Reports from across the region show that the Chinese migrants are fleeing extreme poverty. Despite China’s much-touted record at reducing poverty, rising unemployment and worsening economic prospects are forcing some to seek their fortunes elsewhere.
In recent years, Chile has also become one of China’s foremost partners in the region. As the first South American country to sign a free-trade deal with China, it has become a major port of entry for Chinese goods and numerous Chinese companies have presence there. This makes it a natural destination for Chinese migrants.
In recent years, however, Chile has made significant progress in combatting human trafficking. The overwhelming majority of illegal migrants in Chile come from Latin America but the country has strengthened anti-trafficking measures overall, rating it a Tier One ranking in the US Trafficking in Persons Report.
But the trafficking of Chinese citizens into Latin America is nothing new.

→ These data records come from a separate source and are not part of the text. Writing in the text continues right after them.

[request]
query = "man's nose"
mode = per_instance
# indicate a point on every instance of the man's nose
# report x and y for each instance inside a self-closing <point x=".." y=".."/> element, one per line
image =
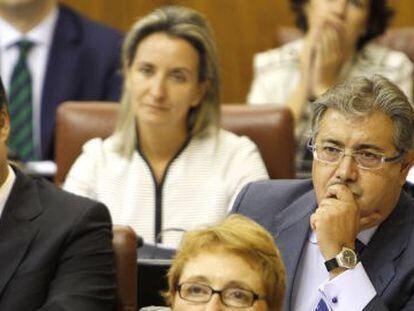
<point x="158" y="87"/>
<point x="347" y="170"/>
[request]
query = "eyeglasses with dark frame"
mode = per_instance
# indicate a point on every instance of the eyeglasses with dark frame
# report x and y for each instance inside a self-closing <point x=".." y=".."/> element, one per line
<point x="365" y="159"/>
<point x="230" y="297"/>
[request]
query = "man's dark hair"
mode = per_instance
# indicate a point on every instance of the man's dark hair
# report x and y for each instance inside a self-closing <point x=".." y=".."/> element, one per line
<point x="379" y="16"/>
<point x="3" y="98"/>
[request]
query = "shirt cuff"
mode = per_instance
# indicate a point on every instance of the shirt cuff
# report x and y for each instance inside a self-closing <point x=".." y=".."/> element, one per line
<point x="351" y="290"/>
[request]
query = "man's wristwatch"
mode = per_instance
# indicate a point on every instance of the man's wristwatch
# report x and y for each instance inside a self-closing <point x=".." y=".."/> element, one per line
<point x="347" y="259"/>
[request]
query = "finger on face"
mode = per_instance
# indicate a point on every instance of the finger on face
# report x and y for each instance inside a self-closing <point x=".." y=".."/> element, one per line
<point x="323" y="20"/>
<point x="340" y="192"/>
<point x="369" y="220"/>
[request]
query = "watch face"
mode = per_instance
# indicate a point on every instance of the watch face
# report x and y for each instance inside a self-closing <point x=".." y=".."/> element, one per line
<point x="348" y="258"/>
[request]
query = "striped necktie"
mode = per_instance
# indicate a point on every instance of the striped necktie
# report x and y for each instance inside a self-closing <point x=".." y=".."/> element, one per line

A 2016 report estimated that 80 percent of Argentina’s Chinese population had entered the country illegally, often through land borders with Brazil, Chile and Bolivia.
And a two-year investigation which ended in November 2018 saw the dismantling of a human trafficking ring which took Chinese citizens to Costa Rica and Panama through South America, where they were either smuggled to the United States or Canada or “sold” into cheap labor jobs.
The US government’s Trafficking in Persons 2018 Report estimates that Chinese people are subjected to forced labor in at least 57 countries worldwide.